Contesting Race and Citizenship shares findings from this research. The book sheds light on how a unique form of racism arose in the late-19th century as Italy sought to be accepted as European by differentiating itself from Africa. This new form of racial politics reimagined the Mediterranean as a dividing line, rather than the place of cultural, racial, and ethnic exchange that it had long been. Hawthorne sees echoes of this historical shift in the assertions of modern rightwing politians that Italy could lose its identity by being “overrun” with migrants and refugees from Africa. She says it has really only been within the last five to 10 years that Italian historians have begun to reckon with the country’s long history of racism.
“The prior common sense had been that, because Italy is this mixed Mediterranean nation, racial categories had always been really fluid until the influence of Hitler on Mussolini led Italy to become a racial state during the fascist period,” she explained. “But what the archives show is that the ideology of trying to define Italianness and Italian citizenship through race has been around as long as the state of Italy.”
This is the social and historical context within which the Italian-born children of Black immigrants are now pushing for access to citizenship, and the book describes how activists have navigated that. Hawthorne says the movement is currently engaged in a careful balancing act. On the one hand, Black activists who were born in Italy are eager to assert their Italianness, and on the other, many also feel solidarity with first-generation migrants arriving from Africa. So they’re looking for ways to push for citizenship that don’t undermine the needs and rights of others.

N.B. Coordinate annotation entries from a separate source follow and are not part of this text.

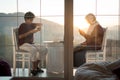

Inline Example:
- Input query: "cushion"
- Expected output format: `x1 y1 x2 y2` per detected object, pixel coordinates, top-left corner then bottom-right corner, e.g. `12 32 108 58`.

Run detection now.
106 59 120 71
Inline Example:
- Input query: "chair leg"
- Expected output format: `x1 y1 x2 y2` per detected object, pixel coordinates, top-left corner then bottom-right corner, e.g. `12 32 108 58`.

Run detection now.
28 60 31 76
13 54 16 76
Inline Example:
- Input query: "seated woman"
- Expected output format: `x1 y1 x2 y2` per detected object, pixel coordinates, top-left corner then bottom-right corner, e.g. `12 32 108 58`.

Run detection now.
74 13 104 67
0 59 11 76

“Citizenship matters and brings material benefits, but it’s also a practice of exclusion, where someone will always be on the outside,” Hawthorne said. “So we also have to think about what kinds of solidarities get precluded when citizenship is the only focus. And what I’ve seen over time is that activists are still focusing on citizenship, but it’s not the end of their politics; they also see diasporic kin arriving as refugees and don’t think of those struggles as being separate.”
One area where Hawthorne sees a need for caution in how citizenship struggles are framed is the realm of Black entrepreneurship. Black-owned businesses are a source of immense pride and cultural celebration among Black Italians, and entrepreneurship has provided opportunities for women to build community and promote non-Eurocentric forms of beauty. But some entrepreneurs also hold up their economic contributions as evidence of their “worthiness” for citizenship, and this argument appears frequently in media coverage, too.
In the book, Hawthorne discusses how this justification may backfire. She says it can be used to legitimize economic exploitation of immigrants and their children under the guise of celebrating “hardworking” individuals. At the same time, this line of reasoning marginalizes groups like refugees or people with disabilities who might be labeled as economically “unproductive.”
Contesting Race and Citizenship also details how building broader solidarities to combat anti-Black racism in Italy has required activists to develop a new vocabulary for social change. For example, while first-generation immigrants have traditionally been more likely to identify by their family’s specific country of origin, their children now also embrace terms like Black Italian or Afro Italian, in recognition of the shared experiences that come with growing up Black in Italian society. Activists have also had to adapt terms from other languages or define new ones to capture the unique circumstances of racial injustice in Italy.
Increasingly, the movement has sought to navigate issues of race and citizenship in both local and global contexts. Hawthorne says the Black Lives Matter protests in 2020 showed how exciting new forms of resistance and solidarity may arise from those efforts.
“Making Black lives matter in Italy means thinking about access to citizenship, the deaths of refugees crossing the Mediterranean, and the exploitation of undocumented migrants in agricultural labor, as well as police brutality,” she said. “During that moment, a lot of people were thinking about Black politics in Italy beyond just citizenship reform and seeing this whole constellation of issues that are connected through the regime of racial capitalism and colonialism. It’s a great example of how we can mobilize together across the diaspora.”